Le
CQCD organisait la
Journée Internationale du Marchandisage (JIM), le 5 septembre à l'Espace Réunion en partenariat avec l'
Institut Canadien du Marchandisage (ICM).
Une pléthore de conférences dédiées au marchandisage faisaient l'état des lieux de l'industrie et cela à plusieurs niveaux. Bien que l'ensemble des conférences portaient une attention particulière au développement des affaires au Québec, la conférence intégrait une dimension internationale indissociable du contexte de globalisation dans lequel nous nous trouvons pour traiter les questionnements multiples que peuvent se poser les joueurs de l'industrie.
Voici une liste non exhaustive de questions étudiées au cours du JIM : Comment faire des affaires, mais mieux? Qu'est-ce que le concept de marchandisage ? Comment trouver des idées originales ? Pourquoi investir autant dans le marketing ? Comment le marchandisage peut devenir un centre de profit ? Quel est l'impact pour la mobilité et l'expérience client?

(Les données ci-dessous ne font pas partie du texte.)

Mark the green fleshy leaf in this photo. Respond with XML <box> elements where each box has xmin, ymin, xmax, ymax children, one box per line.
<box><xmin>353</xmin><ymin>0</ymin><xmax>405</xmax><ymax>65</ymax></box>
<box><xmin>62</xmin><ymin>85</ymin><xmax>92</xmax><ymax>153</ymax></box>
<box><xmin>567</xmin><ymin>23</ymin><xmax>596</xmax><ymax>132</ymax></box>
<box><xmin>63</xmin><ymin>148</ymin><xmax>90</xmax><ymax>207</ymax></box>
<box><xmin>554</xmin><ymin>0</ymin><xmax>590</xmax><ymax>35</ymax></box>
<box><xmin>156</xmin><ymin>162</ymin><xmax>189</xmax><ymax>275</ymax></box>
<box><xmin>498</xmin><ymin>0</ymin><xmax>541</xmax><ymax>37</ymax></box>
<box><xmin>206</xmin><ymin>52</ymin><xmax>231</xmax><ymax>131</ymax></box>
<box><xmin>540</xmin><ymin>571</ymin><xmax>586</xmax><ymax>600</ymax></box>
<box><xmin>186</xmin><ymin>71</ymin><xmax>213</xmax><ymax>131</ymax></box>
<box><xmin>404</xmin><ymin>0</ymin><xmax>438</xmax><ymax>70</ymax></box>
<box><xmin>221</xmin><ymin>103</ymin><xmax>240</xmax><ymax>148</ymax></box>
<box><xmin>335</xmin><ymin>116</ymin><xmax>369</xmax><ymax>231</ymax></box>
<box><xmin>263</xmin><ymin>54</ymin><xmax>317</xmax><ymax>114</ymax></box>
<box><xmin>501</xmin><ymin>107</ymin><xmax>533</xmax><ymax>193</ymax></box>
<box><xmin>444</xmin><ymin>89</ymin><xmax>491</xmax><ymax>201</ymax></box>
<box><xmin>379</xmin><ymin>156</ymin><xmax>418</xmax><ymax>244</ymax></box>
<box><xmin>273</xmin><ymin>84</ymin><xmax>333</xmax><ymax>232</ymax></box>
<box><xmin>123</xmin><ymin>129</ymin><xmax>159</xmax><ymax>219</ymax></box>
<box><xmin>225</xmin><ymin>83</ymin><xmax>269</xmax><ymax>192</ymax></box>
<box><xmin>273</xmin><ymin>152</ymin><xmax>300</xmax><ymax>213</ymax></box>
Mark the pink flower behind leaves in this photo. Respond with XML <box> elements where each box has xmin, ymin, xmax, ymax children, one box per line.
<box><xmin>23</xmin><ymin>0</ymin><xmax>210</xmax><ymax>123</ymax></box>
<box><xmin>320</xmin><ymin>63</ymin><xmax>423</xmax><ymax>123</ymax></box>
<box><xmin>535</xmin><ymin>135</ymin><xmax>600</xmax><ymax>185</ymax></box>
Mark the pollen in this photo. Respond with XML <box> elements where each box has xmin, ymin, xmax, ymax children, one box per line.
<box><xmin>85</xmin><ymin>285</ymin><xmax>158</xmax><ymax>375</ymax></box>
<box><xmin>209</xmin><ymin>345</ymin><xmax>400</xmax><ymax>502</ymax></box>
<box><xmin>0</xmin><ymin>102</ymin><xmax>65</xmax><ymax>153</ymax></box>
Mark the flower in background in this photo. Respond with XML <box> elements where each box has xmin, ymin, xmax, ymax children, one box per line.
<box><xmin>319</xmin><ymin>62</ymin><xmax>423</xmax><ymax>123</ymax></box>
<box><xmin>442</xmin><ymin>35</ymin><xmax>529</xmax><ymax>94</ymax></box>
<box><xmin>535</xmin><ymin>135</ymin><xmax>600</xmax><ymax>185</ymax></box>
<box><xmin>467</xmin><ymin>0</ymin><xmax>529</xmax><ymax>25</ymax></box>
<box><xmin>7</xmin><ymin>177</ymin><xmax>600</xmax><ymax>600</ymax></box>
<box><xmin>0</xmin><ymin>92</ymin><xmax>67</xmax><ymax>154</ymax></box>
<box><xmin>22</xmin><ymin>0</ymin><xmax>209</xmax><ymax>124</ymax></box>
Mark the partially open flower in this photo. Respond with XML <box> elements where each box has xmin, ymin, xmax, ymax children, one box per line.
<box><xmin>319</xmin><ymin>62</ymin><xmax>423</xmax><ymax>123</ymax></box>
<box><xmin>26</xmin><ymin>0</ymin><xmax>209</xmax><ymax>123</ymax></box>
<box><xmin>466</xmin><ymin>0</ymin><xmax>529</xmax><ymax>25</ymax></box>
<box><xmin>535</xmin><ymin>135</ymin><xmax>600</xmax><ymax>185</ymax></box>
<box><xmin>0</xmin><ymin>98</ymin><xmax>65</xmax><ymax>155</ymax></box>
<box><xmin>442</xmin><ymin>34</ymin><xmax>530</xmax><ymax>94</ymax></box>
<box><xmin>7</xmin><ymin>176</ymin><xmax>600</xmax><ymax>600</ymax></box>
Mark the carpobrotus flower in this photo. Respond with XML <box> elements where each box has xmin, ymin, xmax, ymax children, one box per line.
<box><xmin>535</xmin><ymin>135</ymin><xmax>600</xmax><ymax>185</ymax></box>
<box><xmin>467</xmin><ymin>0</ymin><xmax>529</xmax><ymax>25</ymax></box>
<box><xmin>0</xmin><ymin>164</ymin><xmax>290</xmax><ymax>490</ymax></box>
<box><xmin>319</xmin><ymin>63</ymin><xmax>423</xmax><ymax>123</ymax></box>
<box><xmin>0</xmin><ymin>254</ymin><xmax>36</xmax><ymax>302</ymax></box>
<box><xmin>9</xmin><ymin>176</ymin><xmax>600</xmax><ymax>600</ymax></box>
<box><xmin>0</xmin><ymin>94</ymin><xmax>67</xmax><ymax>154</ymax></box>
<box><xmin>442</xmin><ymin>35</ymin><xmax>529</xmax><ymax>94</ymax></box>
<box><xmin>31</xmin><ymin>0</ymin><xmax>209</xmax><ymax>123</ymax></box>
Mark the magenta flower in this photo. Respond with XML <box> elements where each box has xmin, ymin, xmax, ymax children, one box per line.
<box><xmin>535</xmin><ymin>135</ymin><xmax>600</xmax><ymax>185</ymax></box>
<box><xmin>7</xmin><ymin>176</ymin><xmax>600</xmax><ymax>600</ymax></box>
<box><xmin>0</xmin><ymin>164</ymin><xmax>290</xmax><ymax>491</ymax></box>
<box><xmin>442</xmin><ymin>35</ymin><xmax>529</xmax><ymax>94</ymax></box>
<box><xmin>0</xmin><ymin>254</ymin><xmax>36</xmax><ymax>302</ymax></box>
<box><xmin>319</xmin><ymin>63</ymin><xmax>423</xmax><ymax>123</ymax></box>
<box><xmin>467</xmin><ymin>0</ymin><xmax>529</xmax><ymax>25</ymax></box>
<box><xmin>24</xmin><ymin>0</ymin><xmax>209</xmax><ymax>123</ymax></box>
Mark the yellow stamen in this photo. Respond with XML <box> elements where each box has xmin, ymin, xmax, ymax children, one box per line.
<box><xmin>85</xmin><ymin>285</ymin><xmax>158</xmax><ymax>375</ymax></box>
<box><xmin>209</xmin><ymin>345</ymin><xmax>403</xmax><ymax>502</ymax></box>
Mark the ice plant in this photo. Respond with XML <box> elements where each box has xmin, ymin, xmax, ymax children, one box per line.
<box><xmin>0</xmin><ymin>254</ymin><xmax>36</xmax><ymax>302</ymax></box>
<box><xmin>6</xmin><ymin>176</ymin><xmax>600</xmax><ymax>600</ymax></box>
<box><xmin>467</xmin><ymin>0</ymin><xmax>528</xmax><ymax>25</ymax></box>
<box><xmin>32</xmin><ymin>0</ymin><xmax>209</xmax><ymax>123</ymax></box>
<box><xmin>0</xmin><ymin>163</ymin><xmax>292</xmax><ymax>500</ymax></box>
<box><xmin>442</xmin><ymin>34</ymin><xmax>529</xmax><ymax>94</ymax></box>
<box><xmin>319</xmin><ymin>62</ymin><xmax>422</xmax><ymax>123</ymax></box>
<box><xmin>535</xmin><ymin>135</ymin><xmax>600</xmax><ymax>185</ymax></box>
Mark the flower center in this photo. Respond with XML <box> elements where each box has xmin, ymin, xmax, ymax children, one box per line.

Au cours de l'exercice de la table ronde , Stéphane Drouin du SVM se prêtait au jeu de médiateur afin de réguler la conversation entre des acteurs reconnus du marché de détails : Martin Pesant de Nestlé Canada, Jacques Thibault de Métro, Hugo Rouillard de Henkel Canada, Marie-Soleil Tremblay de Rona et Daniel Bisson de L'Oréal, acteurs bien connus de l'industrie. Ils s'accordent à dire que l'impact des nouvelles technologies ont laissé place à une croissance de la communication et d'une diffusion exponentielle de l'information. Ces données informationnelles nécessitent donc une analyse basée sur une collaboration active et participative de la part de chaque acteur de l'industrie du marchandisage. La planographie et la gestion, bien que cruciales nécessitent une faculté d'adaptation à chaque étape des stratégies d'entreprises. Au cours des prises de décisions, la flexibilité est aussi un facteur clé majeur.
M. Brian McDonnell, Président associé d'Agenshop, soutient l'idée que les performances du marché canadien et pancanadien surviendront grâce à une meilleure transparence et à un meilleur échange d'informations. Selon lui, il est aujourd'hui essentiel de réduire le rapport de force qui existe entre partenaires et acteurs, détaillants, manufacturiers, et distributeurs. Une meilleure communication optimiserait les opportunités à fin de mieux servir le consommateur. Certains acteurs comme Walmart ou les Dollaramas s'attachent à la différenciation tarifaire, toutefois, la différenciation seule est clé pour se distinguer du marché de masse pour les produits banalisés, la notion de niche aborde est donc un axe important pour les détaillants.
La mobilité contribue au façonnage de la proximité de la relation client. Les tablettes et les mobiles permettent de repenser la relation client grâce à la connectivité qui est aujourd'hui exacerbée.
En conclusion, transparence, flexibilité, collaboration participative sont aujourd'hui des notions clés pour les acteurs du marché qui souhaiteront se distinguer et accroître leurs performances futures.